Di luar itu, Kanya menjelaskan, yang harus menjadi fokus sejatinya adalah upaya peningkatan ekspor ke pasar-pasar baru, seperti Pakistan. Pemerintah bisa menjajaki peluang di pasar-pasar baru lainnya dengan melakukan negosiasi sekaligus melakukan financial settlement. Upaya peningkatan penyerapan sawit di dalam negeri juga diharapkan mampu mengkompensasi kekurangan-kekurangan yang terjadi di pasar ekspor, misalnya melalui program biodiesel 20% (B20).

Kanya menuturkan, dengan program B20 maka diproyeksikan terjadi penyerapan minyak sawit nasional hingga 6 juta ton. Penyerapan akan semakin besar apabila ada kebijakan lain yang mampu menambah penyerapan minyak sawit lebih cepat di dalam negeri. “Solusinya misalnya penyerapan CPO oleh PLN atau percepatan pelaksanaan wajib biodiesel 30% (B30). Kalau bisa terealisasi maka serapan di dalam negeri bisa menjadi 9 juta ton. Itu terjadi kalau salah satunya, baik percepatan B30 atau pembelian PLN, bisa terlaksana tahun ini,” kata Kanya.

Gandeng Malaysia

Sementara itu, Presiden Joko Widodo (Jokowi) dan Perdana Menteri (PM) Malaysia Mahathir Mohamad sepakat bersatu untuk menghadapi diskriminasi produk kelapa sawit kedua negara bertetangga tersebut oleh UE. Kesepakatan tersebut dicapai dalam kunjungan resmi Presiden Joko Widodo di Malaysia. Presiden Jokowi dan Ibu Negara Iriana berkunjung ke Malaysia sejak Kamis (8/8) hingga Jumat (9/8). Dalam kunjungannya tersebut, Kepala Negara melakukan pertemuan bilateral dengan PM Mahathir dan membahas sejumlah hal, termasuk sawit.

Menteri Luar Negeri Retno Marsudi yang turut serta bersama Presiden dalam kunjungan resmi itu menerangkan bahwa kedua pemimpin berbicara dan membahas beberapa hal, di antaranya komitmen kedua pemimpin untuk bersatu melawan diskriminasi produk kelapa sawit kedua negara. “Presiden Jokowi dan PM Mahathir juga sepakat untuk bersatu dalam menghadapi diskriminasi produk kelapa sawit kedua negara oleh UE. Kedua pemimpin memiliki komitmen yang tinggi untuk meneruskan perlawanan terhadap diskriminasi sawit,” jelas Retno seperti dilansir Antara.

Indonesia dan Malaysia memiliki komitmen tinggi dalam isu pengolahan dan pengelolaan sawit yang berkelanjutan.

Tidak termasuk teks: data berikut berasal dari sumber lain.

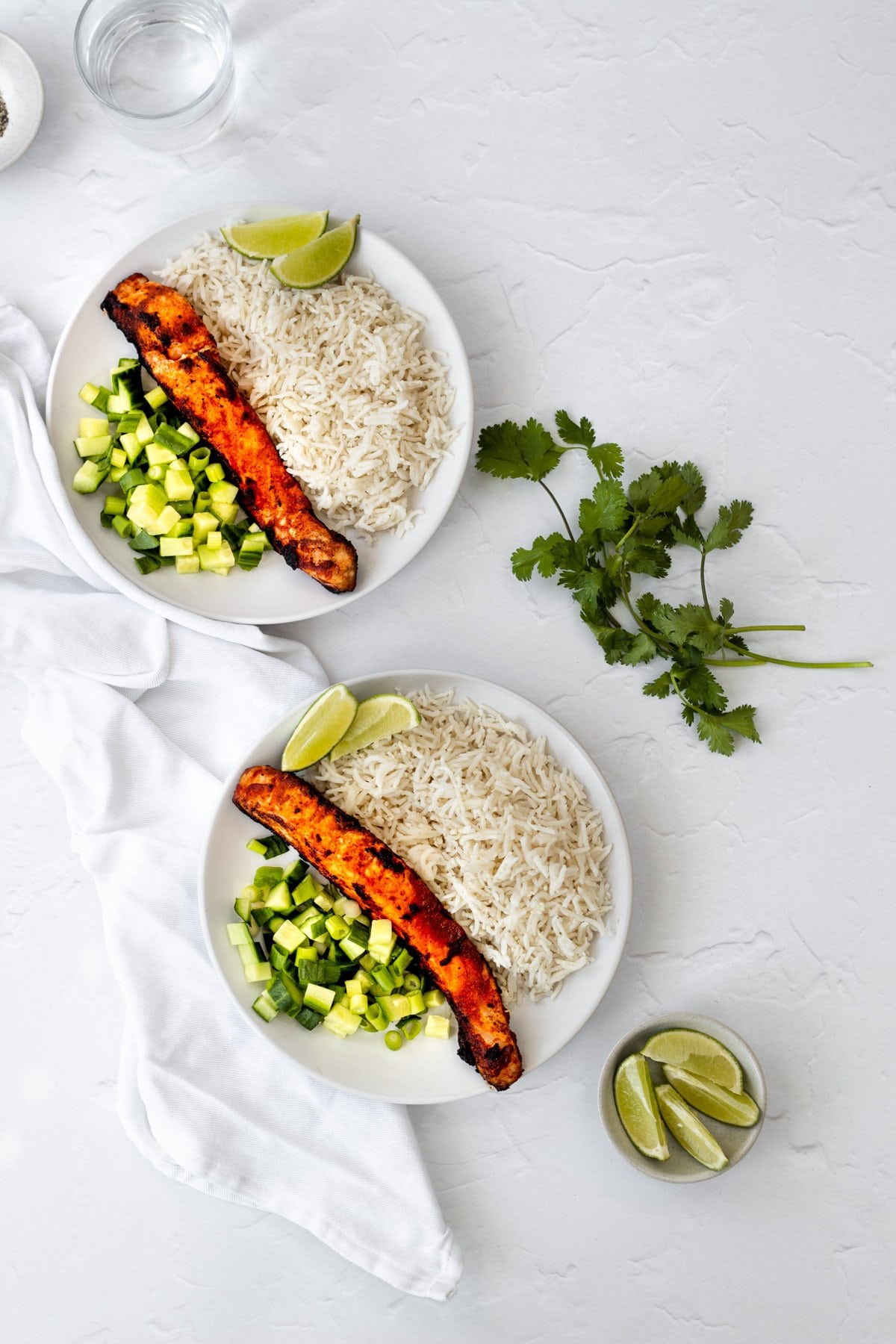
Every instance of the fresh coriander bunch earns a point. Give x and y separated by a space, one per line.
626 532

Indonesia juga telah memiliki sertifikasi sawit dan data-data ilmiah yang dapat dipakai untuk perbandingan. ASEAN dan UE telah sepakat membentuk working group on palm oil. Indonesia menilai bahwa persamaan persepsi mengenai kerangka kerja WG tersebut penting untuk dilakukan. Tanpa persamaan persepsi dikhawatirkan working group (WG) tidak akan membuahkan hasil yang diharapkan. “Jadi, pendekatan kita adalah pendekatan yang terbuka. Mari kita bekerja sama. Tapi ya sekali lagi, kalau ajakan kerja sama itu tidak dan terus menerus kita terdiskriminasi ya pastinya Indonesia dan Malaysia tidak akan diam. Kita akan melawan,” kata Retno.